Re: tlsa for smtp to @bugs.debian.org
Florian Weimer writes ("Re: tlsa for smtp to @bugs.debian.org"):
>* Bastian Blank:
>> On Fri, Sep 13, 2013 at 10:51:06PM +0200, Kurt Roeckx wrote:
>>> I think gnutls by default has a minimum size of 727 for the DH
>>> size while openssl doesn't have any check for this. But if you're
>>> using DH you really want to move to something like 2048 if
>> This prime size is pretty irrelevant for opportunistic TLS.
>Small primes enable passive attacks. [...]
This is true but irrelevant. You have snipped Bastian's key point
which is this:
If the server is prepared to do unencrypted session, then some
encryption is better then no encryption.
Clearly it is better to do TLS with a weak prime or weak signature
hash algorithm or weak whatever-else, than not to do TLS at all.
If the problem is indeed that gnutls refuses to use weak algorithms
(which is a good default policy for a TLS library) then I think the
solution is for postfix, when doing opportunistic TLS, to use whatever
gnutls policy knobs are available to turn off those checks.

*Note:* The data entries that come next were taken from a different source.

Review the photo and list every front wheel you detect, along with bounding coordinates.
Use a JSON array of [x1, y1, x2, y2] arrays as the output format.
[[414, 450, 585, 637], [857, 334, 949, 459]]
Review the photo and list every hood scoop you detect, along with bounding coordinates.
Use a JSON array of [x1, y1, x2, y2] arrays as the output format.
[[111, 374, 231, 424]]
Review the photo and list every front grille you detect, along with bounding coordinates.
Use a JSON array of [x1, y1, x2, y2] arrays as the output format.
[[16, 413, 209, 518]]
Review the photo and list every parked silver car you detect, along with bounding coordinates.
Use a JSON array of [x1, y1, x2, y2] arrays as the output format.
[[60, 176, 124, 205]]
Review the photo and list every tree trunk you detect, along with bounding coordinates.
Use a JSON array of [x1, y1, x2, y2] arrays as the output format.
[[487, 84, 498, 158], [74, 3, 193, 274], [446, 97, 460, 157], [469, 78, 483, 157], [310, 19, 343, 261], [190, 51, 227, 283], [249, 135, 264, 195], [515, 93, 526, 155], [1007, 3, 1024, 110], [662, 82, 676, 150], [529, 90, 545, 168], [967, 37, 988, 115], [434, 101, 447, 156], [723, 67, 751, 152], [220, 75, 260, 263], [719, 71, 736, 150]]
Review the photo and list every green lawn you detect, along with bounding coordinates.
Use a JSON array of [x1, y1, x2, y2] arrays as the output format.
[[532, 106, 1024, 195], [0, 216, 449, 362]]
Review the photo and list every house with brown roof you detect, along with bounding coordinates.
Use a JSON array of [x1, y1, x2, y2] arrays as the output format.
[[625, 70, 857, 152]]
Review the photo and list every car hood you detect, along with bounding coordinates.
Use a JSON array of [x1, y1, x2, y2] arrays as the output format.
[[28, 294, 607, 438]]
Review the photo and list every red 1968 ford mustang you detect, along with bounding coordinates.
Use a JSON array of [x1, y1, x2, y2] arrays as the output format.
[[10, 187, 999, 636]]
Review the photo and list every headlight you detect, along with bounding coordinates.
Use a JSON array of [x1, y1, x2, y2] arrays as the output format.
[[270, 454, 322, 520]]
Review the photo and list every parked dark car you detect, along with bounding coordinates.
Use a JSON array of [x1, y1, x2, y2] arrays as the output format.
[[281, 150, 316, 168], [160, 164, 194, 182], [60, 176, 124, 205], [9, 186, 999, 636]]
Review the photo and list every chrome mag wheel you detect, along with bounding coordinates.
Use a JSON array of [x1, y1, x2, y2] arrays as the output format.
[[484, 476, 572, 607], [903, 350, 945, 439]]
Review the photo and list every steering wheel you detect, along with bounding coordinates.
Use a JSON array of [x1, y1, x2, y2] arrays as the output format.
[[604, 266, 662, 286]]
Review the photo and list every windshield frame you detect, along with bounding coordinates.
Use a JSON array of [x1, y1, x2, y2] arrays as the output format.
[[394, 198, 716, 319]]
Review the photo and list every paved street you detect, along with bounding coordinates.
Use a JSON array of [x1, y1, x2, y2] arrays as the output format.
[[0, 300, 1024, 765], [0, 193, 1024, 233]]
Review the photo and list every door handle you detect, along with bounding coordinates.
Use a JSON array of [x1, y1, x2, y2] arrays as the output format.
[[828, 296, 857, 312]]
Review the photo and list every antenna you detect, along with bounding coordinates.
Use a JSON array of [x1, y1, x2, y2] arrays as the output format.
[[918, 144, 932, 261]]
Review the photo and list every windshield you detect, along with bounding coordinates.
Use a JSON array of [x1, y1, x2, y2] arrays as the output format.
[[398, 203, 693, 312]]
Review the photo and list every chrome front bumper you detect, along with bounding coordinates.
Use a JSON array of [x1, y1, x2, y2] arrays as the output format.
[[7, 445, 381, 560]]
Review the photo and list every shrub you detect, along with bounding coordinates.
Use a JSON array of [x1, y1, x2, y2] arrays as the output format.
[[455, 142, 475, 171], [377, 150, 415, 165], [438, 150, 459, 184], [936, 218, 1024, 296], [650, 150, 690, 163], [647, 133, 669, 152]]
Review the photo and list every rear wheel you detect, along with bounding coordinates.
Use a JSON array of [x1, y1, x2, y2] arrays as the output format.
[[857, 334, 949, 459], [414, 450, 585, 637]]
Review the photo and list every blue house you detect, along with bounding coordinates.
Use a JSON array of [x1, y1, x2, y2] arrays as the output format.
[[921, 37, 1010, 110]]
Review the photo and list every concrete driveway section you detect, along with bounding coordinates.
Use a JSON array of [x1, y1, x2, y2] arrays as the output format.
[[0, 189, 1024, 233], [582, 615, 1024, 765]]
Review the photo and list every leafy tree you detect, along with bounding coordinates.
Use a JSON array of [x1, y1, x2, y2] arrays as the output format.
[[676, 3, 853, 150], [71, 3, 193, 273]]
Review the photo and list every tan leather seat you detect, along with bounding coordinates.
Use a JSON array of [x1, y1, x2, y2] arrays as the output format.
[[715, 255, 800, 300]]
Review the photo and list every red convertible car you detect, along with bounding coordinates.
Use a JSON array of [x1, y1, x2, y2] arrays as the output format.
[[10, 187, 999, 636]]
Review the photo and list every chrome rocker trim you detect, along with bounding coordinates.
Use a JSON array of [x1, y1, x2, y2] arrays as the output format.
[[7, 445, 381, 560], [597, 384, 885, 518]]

> Curiously, the optional ephemeral Diffie-Hellman part of the TLS
> protocol runs in plaintext, which means that it can be attacked
> directly, without bothering to attack the RSA part. As a result, that
> dreaded thing called "perfect forward secrecy" is not necessarily an
> overall improvement. It's probably best to disable it altogether,
> then the DH interoperability issue disappears as well. (I'm pretty
> sure the current trend to enable it all over the place is mostly due
> to its suggestive name.)
I diagree. Forward secrecy is generally an important improvement.